Ayrıca Raffles’ın gurur duyduğu Writers Bar‘ı da gezme fırsatını bulduk bu tadım gecesinde. Bana kalırsa son kertede sofistike ve huzurlu bir ortama sahip olan bu barda tüm dünyadan en rafine içki ve en kaliteli şarap seçenekleri ile özel atıştırmalık lezzetler sunuluyordu. Hafif loş ve sarımsı atmosferine bayıldım. Oturup hem yazasım, hem okuyasım, hem de fonda hafif hafif akan müziğe kendimi bırakasım geldi.

IMG_5016

Şimdi gelelim Arola‘ya… Kendi web sitelerinde bu mekanı şöyle niteliyorlar: “Mutfak, Sergi‘nin tapas tarzındaki yaratıcı tabaklardan oluşan felsefesine dayanan, modern ile gelenek arasında dengeyi kurmaktadır.”

Açık konuşmalıyım; son dönemde modern-geleneksel, geçmiş-gelecek, lokal-global arası bağlar kurma iddiasında olan, füzyon mutfağının ürünlerini küçük porsiyonlarla tatmamızı sağlayan o kadar çok mekan gezdim ki, bir lokanta kendini bu şekilde anlattığında biraz ürküyorum. Bazen içimden, “Yine mi kuş yemi ebadında yemekler? Yine mi tatlı-tuzlu-ekşi birbirine karışmış tabaklar?” diye geçiriyorum.

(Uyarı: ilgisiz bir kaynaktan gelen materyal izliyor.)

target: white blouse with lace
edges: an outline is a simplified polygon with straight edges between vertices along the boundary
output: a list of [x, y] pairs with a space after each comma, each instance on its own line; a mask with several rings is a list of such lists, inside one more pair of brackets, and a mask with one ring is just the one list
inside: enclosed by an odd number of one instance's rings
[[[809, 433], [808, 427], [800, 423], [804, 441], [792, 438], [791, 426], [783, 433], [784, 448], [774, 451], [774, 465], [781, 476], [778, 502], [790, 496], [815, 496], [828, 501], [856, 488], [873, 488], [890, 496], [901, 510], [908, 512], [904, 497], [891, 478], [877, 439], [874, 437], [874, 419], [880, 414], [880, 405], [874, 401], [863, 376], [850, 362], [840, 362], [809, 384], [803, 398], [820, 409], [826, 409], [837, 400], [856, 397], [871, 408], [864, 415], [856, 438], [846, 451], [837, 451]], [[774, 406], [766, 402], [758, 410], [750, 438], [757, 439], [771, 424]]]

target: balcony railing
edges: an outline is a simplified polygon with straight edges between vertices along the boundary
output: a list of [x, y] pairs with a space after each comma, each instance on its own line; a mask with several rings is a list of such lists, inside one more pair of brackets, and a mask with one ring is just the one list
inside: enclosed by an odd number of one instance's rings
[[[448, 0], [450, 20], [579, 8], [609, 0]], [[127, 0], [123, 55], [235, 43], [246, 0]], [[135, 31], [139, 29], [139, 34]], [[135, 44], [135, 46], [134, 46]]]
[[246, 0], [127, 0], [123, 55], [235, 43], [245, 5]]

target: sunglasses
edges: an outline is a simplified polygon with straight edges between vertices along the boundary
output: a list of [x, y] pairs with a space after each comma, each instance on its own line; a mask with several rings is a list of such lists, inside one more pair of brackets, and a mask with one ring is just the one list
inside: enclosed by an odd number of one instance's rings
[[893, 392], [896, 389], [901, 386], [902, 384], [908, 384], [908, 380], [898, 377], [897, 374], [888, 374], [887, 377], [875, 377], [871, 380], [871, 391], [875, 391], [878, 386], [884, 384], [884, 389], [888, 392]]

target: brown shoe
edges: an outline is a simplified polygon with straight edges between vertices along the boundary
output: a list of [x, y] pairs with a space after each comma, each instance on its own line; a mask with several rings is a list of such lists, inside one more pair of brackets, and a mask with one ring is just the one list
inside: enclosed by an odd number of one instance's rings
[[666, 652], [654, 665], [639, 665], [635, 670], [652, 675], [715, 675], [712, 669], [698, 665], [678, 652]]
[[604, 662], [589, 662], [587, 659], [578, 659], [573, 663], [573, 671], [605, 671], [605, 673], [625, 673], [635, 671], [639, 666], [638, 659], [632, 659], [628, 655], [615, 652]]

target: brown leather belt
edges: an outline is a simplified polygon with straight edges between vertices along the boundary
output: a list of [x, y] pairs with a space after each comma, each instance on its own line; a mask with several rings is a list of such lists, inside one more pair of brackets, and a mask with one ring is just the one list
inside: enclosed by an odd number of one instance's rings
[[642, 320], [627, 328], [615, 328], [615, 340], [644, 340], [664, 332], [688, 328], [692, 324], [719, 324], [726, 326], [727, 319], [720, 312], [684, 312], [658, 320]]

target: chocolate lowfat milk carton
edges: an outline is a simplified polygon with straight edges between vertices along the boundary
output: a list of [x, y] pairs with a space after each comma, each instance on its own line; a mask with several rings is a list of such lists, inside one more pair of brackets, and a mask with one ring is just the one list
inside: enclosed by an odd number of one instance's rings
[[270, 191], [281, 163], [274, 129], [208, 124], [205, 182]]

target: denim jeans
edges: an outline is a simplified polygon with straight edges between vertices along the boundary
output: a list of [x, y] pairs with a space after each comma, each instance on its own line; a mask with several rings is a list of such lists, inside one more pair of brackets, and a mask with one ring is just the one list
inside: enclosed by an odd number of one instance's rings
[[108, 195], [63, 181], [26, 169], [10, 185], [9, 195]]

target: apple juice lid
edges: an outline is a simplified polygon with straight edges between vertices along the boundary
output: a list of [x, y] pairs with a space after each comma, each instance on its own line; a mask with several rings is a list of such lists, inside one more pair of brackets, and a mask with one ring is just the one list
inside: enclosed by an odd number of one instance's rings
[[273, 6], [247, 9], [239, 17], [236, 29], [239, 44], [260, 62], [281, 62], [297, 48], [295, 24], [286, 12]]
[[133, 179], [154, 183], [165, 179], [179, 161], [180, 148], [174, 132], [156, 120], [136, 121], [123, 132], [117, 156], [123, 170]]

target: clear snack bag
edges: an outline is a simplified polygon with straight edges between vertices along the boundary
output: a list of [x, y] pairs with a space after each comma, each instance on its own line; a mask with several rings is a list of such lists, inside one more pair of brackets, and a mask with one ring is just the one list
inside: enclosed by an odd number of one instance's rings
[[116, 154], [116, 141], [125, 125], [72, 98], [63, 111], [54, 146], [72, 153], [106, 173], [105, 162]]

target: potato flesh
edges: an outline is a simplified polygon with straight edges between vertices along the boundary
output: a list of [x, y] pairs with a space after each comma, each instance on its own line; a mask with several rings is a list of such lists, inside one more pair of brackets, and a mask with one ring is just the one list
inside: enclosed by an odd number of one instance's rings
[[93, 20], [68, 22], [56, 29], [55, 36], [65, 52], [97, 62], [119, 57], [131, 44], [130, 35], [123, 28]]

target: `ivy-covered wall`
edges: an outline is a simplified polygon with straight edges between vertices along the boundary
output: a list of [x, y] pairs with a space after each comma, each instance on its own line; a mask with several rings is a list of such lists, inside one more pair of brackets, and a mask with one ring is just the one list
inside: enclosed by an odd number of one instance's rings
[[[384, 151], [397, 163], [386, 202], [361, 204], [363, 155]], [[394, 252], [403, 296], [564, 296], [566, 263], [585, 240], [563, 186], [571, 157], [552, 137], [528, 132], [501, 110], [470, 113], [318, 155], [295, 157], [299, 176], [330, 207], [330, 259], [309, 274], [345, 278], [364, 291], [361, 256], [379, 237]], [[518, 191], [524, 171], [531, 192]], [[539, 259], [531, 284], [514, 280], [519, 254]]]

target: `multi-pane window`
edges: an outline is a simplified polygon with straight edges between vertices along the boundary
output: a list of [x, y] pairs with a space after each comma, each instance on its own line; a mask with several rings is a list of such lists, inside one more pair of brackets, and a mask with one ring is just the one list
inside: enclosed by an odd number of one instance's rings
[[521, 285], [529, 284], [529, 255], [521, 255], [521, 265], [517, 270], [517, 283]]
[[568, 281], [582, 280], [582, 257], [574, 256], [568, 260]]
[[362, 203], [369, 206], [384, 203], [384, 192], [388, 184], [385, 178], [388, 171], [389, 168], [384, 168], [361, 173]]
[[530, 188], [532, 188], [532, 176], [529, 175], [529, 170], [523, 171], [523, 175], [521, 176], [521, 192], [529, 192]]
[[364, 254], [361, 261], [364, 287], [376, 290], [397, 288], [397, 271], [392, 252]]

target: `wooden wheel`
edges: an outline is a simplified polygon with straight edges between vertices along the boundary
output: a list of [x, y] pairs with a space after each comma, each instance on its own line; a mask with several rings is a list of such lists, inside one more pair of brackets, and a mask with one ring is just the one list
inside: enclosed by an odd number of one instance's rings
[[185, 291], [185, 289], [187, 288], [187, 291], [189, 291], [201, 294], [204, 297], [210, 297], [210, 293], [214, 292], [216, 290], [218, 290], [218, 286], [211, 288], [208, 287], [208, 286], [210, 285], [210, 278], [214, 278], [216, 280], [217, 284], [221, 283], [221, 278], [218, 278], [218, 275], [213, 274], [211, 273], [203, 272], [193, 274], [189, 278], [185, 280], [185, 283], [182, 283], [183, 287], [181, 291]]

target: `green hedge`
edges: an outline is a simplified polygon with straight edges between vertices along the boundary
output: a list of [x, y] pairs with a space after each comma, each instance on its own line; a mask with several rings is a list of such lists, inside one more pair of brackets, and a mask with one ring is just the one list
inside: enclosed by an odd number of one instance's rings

Arola‘da nasıl oldu peki? Yine o kötü huyumu devreye sokarak, yazım biterken vurgulamam gerekeni en baştan söyleleyim: Bu kadar mekanda tadım yapıyorum, gerçekten hayatımda böylesi küçük porsiyonlar kullanıp ağzımda lezzet ifilaklarına yol açan bir deneyim daha önce yaşamadım. Çok lezzetli yemekler yedim birçok yerde, evet, ama demek istediğim, küçücük bir lokmanın insanın ağzında devasa bir yemeğe dönüşmesi, bugüne dek biriktirdiğim hatıralarım arasında pek yer almıyor sevgili dostlar. Arola‘da “çarşıdan aldım bir tane, eve geldim bin tane” durumu var tam olarak. Bu lokantaya dair benim kafamda yer eden ana fikir de bu işte. “Sıkıştırılmış Lezzet” kavramı.

Açılışı mini mini bir Deniz Ürünleri Kokteyli ve Patates Çorbası ile yaptık Arola’da. Deniz Ürünleri kokteylinin içinde yengeç, haşlanmış yumurta ve domates köpüğü vardı. Patates çorbasının üzerinde ise soya köpüğü. Patates çorbası damağımda pek yer etmedi açıkçası, ama yengecin dolu dolu lezzetini çok net hatırlıyorum.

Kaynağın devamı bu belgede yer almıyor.